As he continued to develop his conducting career in the U.S. and internationally, Tchivzhel returned to Greenville several times.
He was appointed conductor and music director of the Greenville Symphony Orchestra in 1999.
That same year, Tchivzhel was granted American citizenship.
He also was appointed a visiting professor of conducting at Furman University.
Tchivzhel, a serious musician with a droll sense of humor, soon learned to say “Y’all” in a thick Slavic accent when addressing Greenville audiences at the Peace Center.
But it was a national tragedy, the Sept. 11 attacks on the nation, that inspired Tchivzhel to begin every Masterworks concert with the National Anthem.
“I hope it reminds the audience who we are, where we live and what we have to be proud of,” Tchivzhel said. “I sincerely believe in the values of the country and its way of life.”
Nationwide, few orchestras begin concerts with the National Anthem. Here in Greenville, the 15-year musical tradition Tchivzhel established shows no sign of being discontinued.
In 2003, Tchivzhel made a triumphant return to Russia to conduct a standing-room-only concert with the Saint Petersburg Philharmonia. He recalled recently that advertisements for the event referred to “the American conductor Edvard Tchivzhel.”
Arvid Tchivzhel, for his part, graduated from Furman University and now works for an economics consulting firm in Atlanta. He’ll join his father at this weekend’s concerts, orchestra officials said.
Classical music fans in Greenville said Edvard Tchivzhel has been an outstanding leader for the orchestra, substantially boosting attendance at concerts.
Bob Howard, who arrived at the Greenville Symphony to handle administrative duties at about the same time that Tchivzhel became music director, said he learned Tchivzhel’s musical philosophy early in his tenure.
“He said, ‘If we play beautiful music, they will come,’” recollected Howard, who served as the orchestra’s executive director from 1999 to 2008. “Edvard and the orchestra did play beautiful music, and we’ve set audience records ever since.”
With an energetic podium presence and a keen sense of musical drama, Tchivzhel demands high standards of music-making from the orchestra and challenges the musicians to test the limits of their abilities, orchestra members have said.
Sherwood Mobley, the orchestra’s executive director who died early this year, spoke to this reporter in 2015 about Tchivzhel: “He has raised the level of artistry significantly since he came on board.
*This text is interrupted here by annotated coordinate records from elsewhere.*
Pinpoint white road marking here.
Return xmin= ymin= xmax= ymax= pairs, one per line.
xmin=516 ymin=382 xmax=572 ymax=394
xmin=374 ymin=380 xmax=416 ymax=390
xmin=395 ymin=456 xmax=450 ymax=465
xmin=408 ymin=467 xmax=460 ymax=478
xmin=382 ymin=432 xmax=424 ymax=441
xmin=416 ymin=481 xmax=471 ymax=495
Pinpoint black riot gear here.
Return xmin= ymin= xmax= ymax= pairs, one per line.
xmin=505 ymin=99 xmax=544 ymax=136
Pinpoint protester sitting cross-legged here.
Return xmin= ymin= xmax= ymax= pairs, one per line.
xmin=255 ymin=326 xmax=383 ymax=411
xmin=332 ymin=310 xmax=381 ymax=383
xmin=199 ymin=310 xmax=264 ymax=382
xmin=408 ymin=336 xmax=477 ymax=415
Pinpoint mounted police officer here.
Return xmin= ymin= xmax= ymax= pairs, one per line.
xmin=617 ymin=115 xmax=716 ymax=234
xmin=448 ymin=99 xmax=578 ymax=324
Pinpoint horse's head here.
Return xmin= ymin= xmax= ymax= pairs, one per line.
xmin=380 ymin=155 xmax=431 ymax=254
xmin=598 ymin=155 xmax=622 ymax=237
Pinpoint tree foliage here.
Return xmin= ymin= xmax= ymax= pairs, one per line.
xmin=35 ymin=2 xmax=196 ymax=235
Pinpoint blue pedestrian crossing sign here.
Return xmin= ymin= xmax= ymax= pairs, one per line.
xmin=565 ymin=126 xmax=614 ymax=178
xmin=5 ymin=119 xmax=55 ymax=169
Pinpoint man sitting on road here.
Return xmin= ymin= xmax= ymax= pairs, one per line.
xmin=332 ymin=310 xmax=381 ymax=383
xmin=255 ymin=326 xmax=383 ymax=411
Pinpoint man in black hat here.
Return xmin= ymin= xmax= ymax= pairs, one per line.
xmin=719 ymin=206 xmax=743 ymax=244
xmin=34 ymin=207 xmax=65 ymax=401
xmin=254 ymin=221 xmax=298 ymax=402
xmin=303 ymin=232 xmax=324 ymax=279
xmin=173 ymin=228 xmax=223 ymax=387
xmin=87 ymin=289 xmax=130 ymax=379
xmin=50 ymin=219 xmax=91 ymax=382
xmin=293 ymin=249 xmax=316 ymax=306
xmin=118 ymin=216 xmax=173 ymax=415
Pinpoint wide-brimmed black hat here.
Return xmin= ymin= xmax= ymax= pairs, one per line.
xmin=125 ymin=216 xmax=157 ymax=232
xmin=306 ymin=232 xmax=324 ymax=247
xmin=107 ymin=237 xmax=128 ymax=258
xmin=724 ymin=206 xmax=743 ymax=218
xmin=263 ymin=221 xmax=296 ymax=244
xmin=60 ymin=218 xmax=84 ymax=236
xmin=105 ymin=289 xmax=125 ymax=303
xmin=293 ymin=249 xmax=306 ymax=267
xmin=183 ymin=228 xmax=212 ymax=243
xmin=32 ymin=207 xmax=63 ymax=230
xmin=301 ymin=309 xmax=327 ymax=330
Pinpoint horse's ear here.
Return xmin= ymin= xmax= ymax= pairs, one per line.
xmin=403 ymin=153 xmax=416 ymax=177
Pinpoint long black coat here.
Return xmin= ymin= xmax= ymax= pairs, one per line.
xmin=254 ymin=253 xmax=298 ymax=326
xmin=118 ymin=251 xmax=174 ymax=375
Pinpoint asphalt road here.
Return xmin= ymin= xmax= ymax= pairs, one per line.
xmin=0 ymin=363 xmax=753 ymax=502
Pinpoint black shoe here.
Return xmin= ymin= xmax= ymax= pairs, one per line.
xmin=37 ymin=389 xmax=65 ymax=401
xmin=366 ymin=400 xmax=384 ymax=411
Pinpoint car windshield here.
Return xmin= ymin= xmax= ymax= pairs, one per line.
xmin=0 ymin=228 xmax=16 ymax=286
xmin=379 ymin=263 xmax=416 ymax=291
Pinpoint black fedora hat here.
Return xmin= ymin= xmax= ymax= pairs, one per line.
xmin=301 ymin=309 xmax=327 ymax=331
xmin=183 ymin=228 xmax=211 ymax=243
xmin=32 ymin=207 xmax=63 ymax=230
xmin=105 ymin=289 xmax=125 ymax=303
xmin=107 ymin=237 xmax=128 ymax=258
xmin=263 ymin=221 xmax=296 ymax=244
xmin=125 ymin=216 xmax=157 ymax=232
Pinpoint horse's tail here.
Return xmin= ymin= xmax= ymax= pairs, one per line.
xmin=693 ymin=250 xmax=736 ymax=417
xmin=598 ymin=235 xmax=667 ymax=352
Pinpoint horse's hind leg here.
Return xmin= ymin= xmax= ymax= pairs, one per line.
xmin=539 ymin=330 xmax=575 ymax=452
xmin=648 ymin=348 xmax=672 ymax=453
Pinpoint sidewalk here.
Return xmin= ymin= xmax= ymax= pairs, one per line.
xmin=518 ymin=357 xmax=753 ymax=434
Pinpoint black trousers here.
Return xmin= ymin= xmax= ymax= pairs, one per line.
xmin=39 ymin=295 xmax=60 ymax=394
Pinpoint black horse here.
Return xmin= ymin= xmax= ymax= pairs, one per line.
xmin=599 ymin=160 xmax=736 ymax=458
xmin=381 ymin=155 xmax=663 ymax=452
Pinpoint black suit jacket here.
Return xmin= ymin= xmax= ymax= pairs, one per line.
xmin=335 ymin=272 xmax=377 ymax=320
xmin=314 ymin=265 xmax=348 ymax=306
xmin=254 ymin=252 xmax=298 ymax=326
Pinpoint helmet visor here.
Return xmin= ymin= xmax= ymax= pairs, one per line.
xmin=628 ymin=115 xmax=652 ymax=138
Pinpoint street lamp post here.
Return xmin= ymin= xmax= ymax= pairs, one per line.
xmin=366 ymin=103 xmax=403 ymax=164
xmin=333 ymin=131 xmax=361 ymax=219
He’s a consummate professional, with a very strong attention to detail.
“He’s definitely an inspirational figure, and passionate about music-making,” he added.
“What’s most important and significant is the fact that he is a world-class conductor with a deep knowledge of music, both technically and artistically,” said Andy White, interim executive director of the Greenville Symphony. “Because he and his wife live in Greenville and love our community, he allows the symphony to take advantage of that fact by involving him in all levels of activities to promote the symphony.”
Internationally renowned cellist Yo-Yo Ma, following an appearance a few years ago with Tchivzhel and the Greenville Symphony, wrote a highly complimentary letter to the conductor. He called Tchivzhel’s music-making “indisputably commanding and communicative,” adding that the conductor is “simply a master.”
Fittingly, this weekend’s concerts are titled “The Great Escape.”